В полную силу эти тенденции развернулись в романе «Тихий Дон», в котором на примере жизни донского казака Григория Мелехова, исковерканной революцией и гражданской войной, писатель изобразил трагические сломы человеческой судьбы, втянутой в водоворот истории. Этот роман, ставший главным достижением и любимым детищем писателя, стоил ему длительной борьбы, мучительных компромиссов с властью, многих моральных и творческих жертв.

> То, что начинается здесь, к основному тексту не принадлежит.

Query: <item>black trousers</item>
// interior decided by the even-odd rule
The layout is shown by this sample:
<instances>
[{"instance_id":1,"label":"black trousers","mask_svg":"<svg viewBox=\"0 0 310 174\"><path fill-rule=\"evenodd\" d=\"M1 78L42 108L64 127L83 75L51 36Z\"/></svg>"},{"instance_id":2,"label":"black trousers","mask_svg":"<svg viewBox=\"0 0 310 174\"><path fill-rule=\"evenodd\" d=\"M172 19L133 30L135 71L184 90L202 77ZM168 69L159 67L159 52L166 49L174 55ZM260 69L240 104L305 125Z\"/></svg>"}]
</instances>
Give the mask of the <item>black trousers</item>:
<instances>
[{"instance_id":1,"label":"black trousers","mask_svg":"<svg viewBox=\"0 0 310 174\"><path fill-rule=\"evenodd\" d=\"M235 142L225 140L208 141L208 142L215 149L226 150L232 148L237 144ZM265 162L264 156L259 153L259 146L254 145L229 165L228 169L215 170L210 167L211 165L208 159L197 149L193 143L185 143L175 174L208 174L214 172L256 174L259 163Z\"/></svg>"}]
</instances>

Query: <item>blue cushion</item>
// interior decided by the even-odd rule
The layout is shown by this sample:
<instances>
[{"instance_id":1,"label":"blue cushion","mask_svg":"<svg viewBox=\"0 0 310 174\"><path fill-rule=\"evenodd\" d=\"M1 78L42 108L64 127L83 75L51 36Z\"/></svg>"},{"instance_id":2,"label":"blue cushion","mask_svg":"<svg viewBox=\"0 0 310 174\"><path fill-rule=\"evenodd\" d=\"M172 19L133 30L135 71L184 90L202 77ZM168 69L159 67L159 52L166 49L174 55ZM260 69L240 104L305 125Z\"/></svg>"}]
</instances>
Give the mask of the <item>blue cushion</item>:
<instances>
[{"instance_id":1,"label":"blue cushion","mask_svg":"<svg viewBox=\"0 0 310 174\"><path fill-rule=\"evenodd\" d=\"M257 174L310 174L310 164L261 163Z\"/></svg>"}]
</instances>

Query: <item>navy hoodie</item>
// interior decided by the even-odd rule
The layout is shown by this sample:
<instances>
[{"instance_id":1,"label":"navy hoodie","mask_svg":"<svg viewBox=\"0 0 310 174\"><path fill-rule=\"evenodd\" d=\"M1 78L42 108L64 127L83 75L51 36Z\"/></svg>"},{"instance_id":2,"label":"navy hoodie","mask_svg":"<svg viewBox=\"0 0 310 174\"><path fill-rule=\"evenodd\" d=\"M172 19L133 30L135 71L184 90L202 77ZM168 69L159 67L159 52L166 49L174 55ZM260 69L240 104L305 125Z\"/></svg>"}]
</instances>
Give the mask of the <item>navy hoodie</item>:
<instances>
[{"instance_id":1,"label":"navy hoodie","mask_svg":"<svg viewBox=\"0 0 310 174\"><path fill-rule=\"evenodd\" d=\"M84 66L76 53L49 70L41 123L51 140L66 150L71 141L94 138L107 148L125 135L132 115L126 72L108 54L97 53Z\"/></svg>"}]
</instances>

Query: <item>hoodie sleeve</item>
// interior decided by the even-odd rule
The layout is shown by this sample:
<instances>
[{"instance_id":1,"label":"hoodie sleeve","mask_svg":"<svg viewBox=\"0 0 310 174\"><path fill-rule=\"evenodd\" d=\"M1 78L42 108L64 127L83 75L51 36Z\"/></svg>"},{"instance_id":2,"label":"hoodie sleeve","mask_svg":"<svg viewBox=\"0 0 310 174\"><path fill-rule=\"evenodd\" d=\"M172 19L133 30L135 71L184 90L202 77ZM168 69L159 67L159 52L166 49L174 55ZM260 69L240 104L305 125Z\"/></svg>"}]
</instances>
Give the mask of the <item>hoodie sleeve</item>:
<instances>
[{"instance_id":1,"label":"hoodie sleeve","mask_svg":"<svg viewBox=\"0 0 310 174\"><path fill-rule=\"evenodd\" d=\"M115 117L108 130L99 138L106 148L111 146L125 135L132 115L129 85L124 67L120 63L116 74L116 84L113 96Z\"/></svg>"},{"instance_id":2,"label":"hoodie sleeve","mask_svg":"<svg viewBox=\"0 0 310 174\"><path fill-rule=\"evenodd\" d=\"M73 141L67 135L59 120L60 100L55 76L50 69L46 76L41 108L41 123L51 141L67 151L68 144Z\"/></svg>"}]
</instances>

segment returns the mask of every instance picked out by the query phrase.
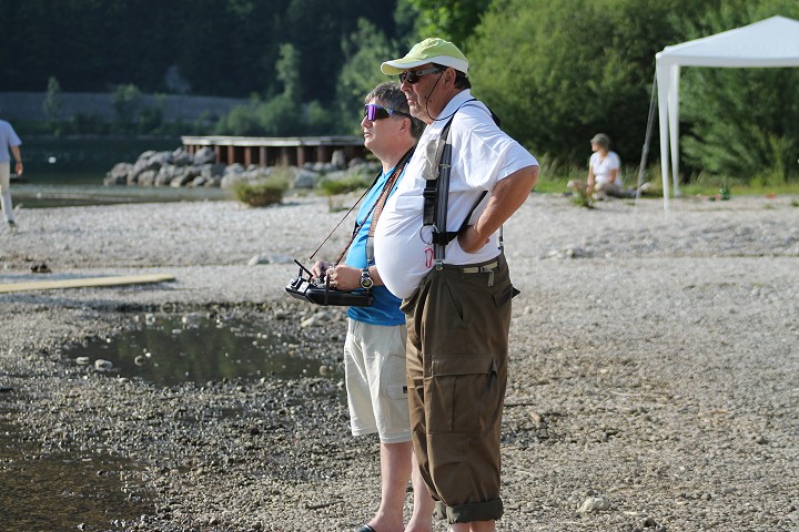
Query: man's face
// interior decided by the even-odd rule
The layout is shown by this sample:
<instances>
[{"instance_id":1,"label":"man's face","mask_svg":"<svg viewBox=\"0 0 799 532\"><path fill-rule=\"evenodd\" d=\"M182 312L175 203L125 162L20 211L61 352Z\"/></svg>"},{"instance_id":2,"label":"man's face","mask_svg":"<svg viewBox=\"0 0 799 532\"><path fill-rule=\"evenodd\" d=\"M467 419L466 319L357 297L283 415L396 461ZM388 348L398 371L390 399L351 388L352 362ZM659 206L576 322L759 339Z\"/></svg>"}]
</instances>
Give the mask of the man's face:
<instances>
[{"instance_id":1,"label":"man's face","mask_svg":"<svg viewBox=\"0 0 799 532\"><path fill-rule=\"evenodd\" d=\"M405 98L407 98L411 114L425 123L429 123L433 117L437 115L437 111L439 111L435 110L436 112L433 112L434 110L428 109L431 94L443 73L443 70L431 72L433 69L433 63L427 63L422 66L408 69L401 75L402 91L405 93ZM418 72L422 72L422 74L417 75ZM431 117L428 113L433 116Z\"/></svg>"}]
</instances>

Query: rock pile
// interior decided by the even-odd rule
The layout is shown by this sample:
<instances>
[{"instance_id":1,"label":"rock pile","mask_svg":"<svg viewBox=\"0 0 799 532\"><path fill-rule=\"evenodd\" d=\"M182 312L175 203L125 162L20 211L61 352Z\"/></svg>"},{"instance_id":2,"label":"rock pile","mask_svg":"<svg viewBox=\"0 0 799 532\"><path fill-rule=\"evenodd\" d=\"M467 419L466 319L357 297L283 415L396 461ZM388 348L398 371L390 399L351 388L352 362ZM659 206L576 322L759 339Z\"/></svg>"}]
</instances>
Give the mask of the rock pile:
<instances>
[{"instance_id":1,"label":"rock pile","mask_svg":"<svg viewBox=\"0 0 799 532\"><path fill-rule=\"evenodd\" d=\"M194 154L183 147L172 152L151 150L139 155L135 163L117 163L105 174L103 184L230 188L241 181L253 182L267 177L275 168L216 163L216 155L211 147L202 147ZM306 163L303 167L289 166L281 170L289 172L292 188L313 188L322 176L343 178L352 173L376 172L378 166L362 158L346 163L342 153L334 152L330 163Z\"/></svg>"}]
</instances>

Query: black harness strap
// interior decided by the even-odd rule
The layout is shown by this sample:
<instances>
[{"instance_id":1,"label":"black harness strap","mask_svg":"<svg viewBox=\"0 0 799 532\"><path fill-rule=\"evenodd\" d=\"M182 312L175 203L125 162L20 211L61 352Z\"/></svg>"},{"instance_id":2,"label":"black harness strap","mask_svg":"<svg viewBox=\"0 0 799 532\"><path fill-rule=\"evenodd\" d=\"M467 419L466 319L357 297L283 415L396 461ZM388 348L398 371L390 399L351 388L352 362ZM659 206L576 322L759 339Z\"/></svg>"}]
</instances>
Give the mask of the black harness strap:
<instances>
[{"instance_id":1,"label":"black harness strap","mask_svg":"<svg viewBox=\"0 0 799 532\"><path fill-rule=\"evenodd\" d=\"M464 102L466 105L468 102L476 101L473 98ZM459 110L461 108L458 108ZM499 119L489 109L492 120L494 123L499 125ZM457 111L455 111L457 113ZM452 170L452 143L449 142L449 129L453 120L455 120L455 113L447 121L446 125L442 129L439 140L444 141L444 147L441 150L441 154L436 154L438 160L438 172L434 178L425 181L425 188L422 192L424 198L424 211L423 211L423 225L433 226L431 244L433 245L433 259L435 260L436 269L442 269L444 265L444 256L446 254L446 246L452 241L468 227L468 222L472 218L477 206L483 202L488 191L483 191L477 202L469 211L466 218L461 224L457 231L446 231L447 221L447 201L449 198L449 172Z\"/></svg>"}]
</instances>

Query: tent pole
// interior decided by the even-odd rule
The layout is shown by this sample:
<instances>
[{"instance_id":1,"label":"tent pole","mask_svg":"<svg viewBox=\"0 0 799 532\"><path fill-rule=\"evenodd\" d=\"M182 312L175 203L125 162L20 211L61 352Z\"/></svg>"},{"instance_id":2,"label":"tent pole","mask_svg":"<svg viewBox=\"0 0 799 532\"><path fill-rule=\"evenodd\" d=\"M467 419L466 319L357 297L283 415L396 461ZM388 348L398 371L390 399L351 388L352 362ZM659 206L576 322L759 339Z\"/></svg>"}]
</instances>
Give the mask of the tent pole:
<instances>
[{"instance_id":1,"label":"tent pole","mask_svg":"<svg viewBox=\"0 0 799 532\"><path fill-rule=\"evenodd\" d=\"M636 184L635 206L638 208L638 198L640 197L640 187L644 184L644 168L646 168L649 155L649 141L651 141L653 123L655 122L655 99L657 98L657 72L653 79L653 90L649 96L649 116L647 117L647 132L644 136L644 147L641 147L641 164L638 167L638 183Z\"/></svg>"}]
</instances>

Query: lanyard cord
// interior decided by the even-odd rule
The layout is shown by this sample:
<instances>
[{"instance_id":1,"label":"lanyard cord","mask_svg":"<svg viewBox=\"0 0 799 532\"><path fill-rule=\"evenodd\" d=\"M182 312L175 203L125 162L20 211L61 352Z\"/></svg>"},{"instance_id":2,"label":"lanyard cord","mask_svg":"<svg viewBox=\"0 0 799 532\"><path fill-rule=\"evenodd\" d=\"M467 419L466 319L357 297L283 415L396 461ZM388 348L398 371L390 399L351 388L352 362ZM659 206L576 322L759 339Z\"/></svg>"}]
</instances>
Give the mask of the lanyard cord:
<instances>
[{"instance_id":1,"label":"lanyard cord","mask_svg":"<svg viewBox=\"0 0 799 532\"><path fill-rule=\"evenodd\" d=\"M385 185L383 185L383 190L381 191L381 195L377 198L377 201L372 205L372 208L370 208L368 213L366 213L366 216L364 216L363 222L361 222L360 225L355 226L355 229L353 229L353 236L350 238L350 242L346 246L344 246L344 249L338 255L338 258L336 258L335 263L333 263L333 266L337 266L338 263L342 262L344 256L346 255L346 252L350 249L350 246L352 246L352 243L355 242L355 237L361 232L361 228L366 224L366 221L370 219L370 216L374 212L375 207L378 203L381 203L381 200L385 196L388 197L388 194L391 194L391 190L394 187L394 183L396 183L397 178L400 177L400 174L402 173L403 168L405 167L405 163L411 158L411 155L413 155L414 150L416 146L414 145L411 150L405 152L405 155L402 156L402 158L397 162L396 166L394 166L394 172L392 172L392 175L386 180ZM385 203L385 200L383 200L383 203ZM381 211L383 209L383 206L381 205ZM372 227L377 225L377 217L380 217L381 211L375 213L374 219L372 221Z\"/></svg>"},{"instance_id":2,"label":"lanyard cord","mask_svg":"<svg viewBox=\"0 0 799 532\"><path fill-rule=\"evenodd\" d=\"M408 151L405 153L405 155L403 155L403 157L400 160L400 162L396 164L396 166L394 166L394 172L392 172L391 177L386 181L386 184L383 186L383 191L381 192L381 197L382 197L384 194L385 194L386 197L387 197L387 194L391 192L392 187L394 186L394 183L396 183L400 174L402 173L402 168L405 167L405 163L407 163L407 161L411 158L411 155L413 154L415 147L416 147L416 146L414 146L414 147L412 147L411 150L408 150ZM335 233L336 229L341 226L341 224L344 223L344 221L347 218L347 216L350 216L350 214L355 209L355 207L358 205L358 203L361 203L361 201L366 196L366 194L368 194L370 191L371 191L372 188L374 188L374 186L377 184L377 181L380 180L381 175L383 175L383 172L381 172L380 174L377 174L377 176L375 177L374 182L370 185L368 188L366 188L366 192L364 192L364 193L361 195L361 197L358 198L358 201L355 202L355 204L354 204L352 207L350 207L350 211L347 211L346 214L344 215L344 217L336 224L335 227L333 227L333 231L331 231L330 234L325 237L325 239L322 241L322 244L318 245L318 247L316 248L316 250L314 250L314 253L311 254L311 256L309 257L309 260L313 260L313 258L316 256L316 254L318 253L318 250L322 249L322 246L324 246L325 243L330 239L330 237L333 236L333 233ZM391 186L388 186L390 184L391 184ZM378 200L378 201L380 201L380 200ZM363 222L361 222L360 225L356 224L355 229L353 231L352 237L350 238L350 242L347 243L346 246L344 246L344 250L342 250L342 253L338 255L338 258L336 258L336 260L335 260L335 263L334 263L334 266L337 265L338 263L341 263L342 258L344 258L344 256L346 255L346 252L350 249L350 246L352 246L352 243L355 241L355 237L357 236L358 232L361 231L361 227L363 227L363 225L364 225L364 224L366 223L366 221L370 218L370 215L372 215L372 212L374 211L374 208L375 208L376 205L377 205L377 202L375 202L375 204L372 205L372 208L368 211L368 213L366 213L366 216L364 216ZM373 223L376 224L377 221L374 219Z\"/></svg>"}]
</instances>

По всей вероятности, ради возможности продолжить работу над «Тихим Доном» Шолохов согласился написать книгу «Поднятая целина» в поддержку проводимой сталинской властью коллективизации. И хотя рисуемые в ней картины «социалистических преобразований» села в известной степени отражали жестокость, с которой казаков загоняли в «колхозный рай», в целом она оправдывала сталинскую диктатуру и утверждала мысль о необходимости государственного насилия над личностью.
Не только в «Поднятой целине», но и в многочисленных своих публичных выступлениях Шолохов как писатель и как личность шел против собственной совести, несмотря на то что в непосредственном общении с благоволившим ему Сталиным он нередко отваживался говорить правду о том, как на самом деле проходил процесс «обновления» страны. Такой же двойственностью отличалась позиция писателя и в отношении его собратьев по перу: за одних он, порой рискуя своим благополучием, хлопотал и действительно добивался ослабления их опалы, других же, напротив, громил на правах главного литературного авторитета страны. Отпечаток двойственности лежит и на небольшом, но значимом его послевоенном рассказе «Судьба человека». Показав в нем обычного русского солдата Андрея Соколова как достойного сына отчизны, который в условиях военного плена сохраняет мужество и честь, а в послевоенной жизни мыкается в поисках душевного пристанища, писатель, по сути, реабилитировал бывших советских военнопленных, с изуверской жестокостью объявленных сталинской пропагандой предателями родины. Но и здесь он сказал полуправду, ни словом не обмолвившись о том, что эти люди, как правило, были лишены возможности искать свое место в мирной жизни, поскольку прямиком направлялись из нацистских лагерей в сталинские лагеря.
Внутренняя противоречивость, усиливаемая давлением сталинской власти, использовавшей по отношению к нему политику «кнута и пряника», привела к тому, что писатель, после «Тихого Дона» увенчанный лаврами «живого классика», все чаще страдал из-за творческих кризисов, лишавших его сил и способности писать. Свидетельство тому — фрагменты романа «Они сражались за Родину», который, вопреки общим ожиданиям, он так и не смог дописать. Последовавшее за этим творческое молчание, продлившееся без малого тридцать лет вплоть до самой кончины, принесло ему мрачную славу «живого классика», пережившего собственный дар и писательское предназначение.